What this page does not promise

NIP-50: Search Capability does not make every relay equal. A relay can be public, paid, local, archival, search-oriented, authenticated, heavily moderated or almost disposable. The standard gives clients and operators a way to communicate one part of that behavior. It does not replace uptime checks, policy reading, payment terms, retention expectations or the practical question of whether your own events can be found later.

Read it as a field test

Start NIP-50: Search Capability with the server behavior you can observe: accept, reject, count, search, authenticate, limit, store, delete or report. Then connect it to draft, relay, REQ, content, .created_at, limit. A relay NIP becomes readable when it explains what a relay can honestly promise and what still depends on policy, money and operations.

Where the standard earns trust

The source links give you places to test the interpretation in public: Nostr.co.uk NIP-50 explainer, nostr-rs-relay NIP-50 issue, Relay type nomenclature discussion, rust-nostr supported NIPs. Use those links to move from the spec to live libraries, mirrors, pull requests, guides or products.

Official NIP-50 source is the anchor for exact wording, and NIP-50 commit history shows how that wording moved over time. The strongest secondary clues here are Nostr.co.uk NIP-50 explainer, nostr-rs-relay NIP-50 issue, Relay type nomenclature discussion. Treat this evidence chain as part of the article, not as footnotes. A NIP page becomes useful when you can move from claim to source to working behavior without guessing.

Keep the chain visible for NIP-50: Search Capability: first the human promise, then draft, relay, REQ, content, .created_at, limit, then the implementation record, then the real-world failure case. That order keeps NIP-50 useful without turning it into marketing copy or protocol trivia.

Three questions to carry forward

  • What exact relay behavior is being described: discovery, auth, search, count, information, payment, moderation or management?
  • Can you see whether a failure came from policy, payment, indexing, rate limit, auth or downtime?
  • Does the relay expose enough public information for you to decide whether it belongs in your own relay set?

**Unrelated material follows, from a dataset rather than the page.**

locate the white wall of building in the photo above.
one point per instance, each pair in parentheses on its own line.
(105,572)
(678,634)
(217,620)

What to verify before you rely on it

  • Find draft, relay, REQ, content, .created_at in the official file and check where the UI exposes the same concept.
  • Read NIP-01 and the adjacent source links as context before treating NIP-50 as a complete product story.
  • Open at least one implementation, mirror, pull request or library source from the source links before trusting that the idea is mature.
  • Test the unhappy path: missing relays, stale metadata, invalid signatures, blocked events, expired state, revoked permissions or unavailable media.
  • Write the user-facing copy in plain language. If a standard changes authority, privacy, money, moderation or recovery, say that before the click.

Direct sources

Use these sources for NIP-50: Search Capability in that order: Official NIP-50 source for the current wording; NIP-50 commit history for the change record; Nostr.co.uk NIP-50 explainer, nostr-rs-relay NIP-50 issue, Relay type nomenclature discussion for public context. The article gives you the consequence in plain language, but the source trail is where exact fields, status notes, unresolved debates and implementation proof stay checkable.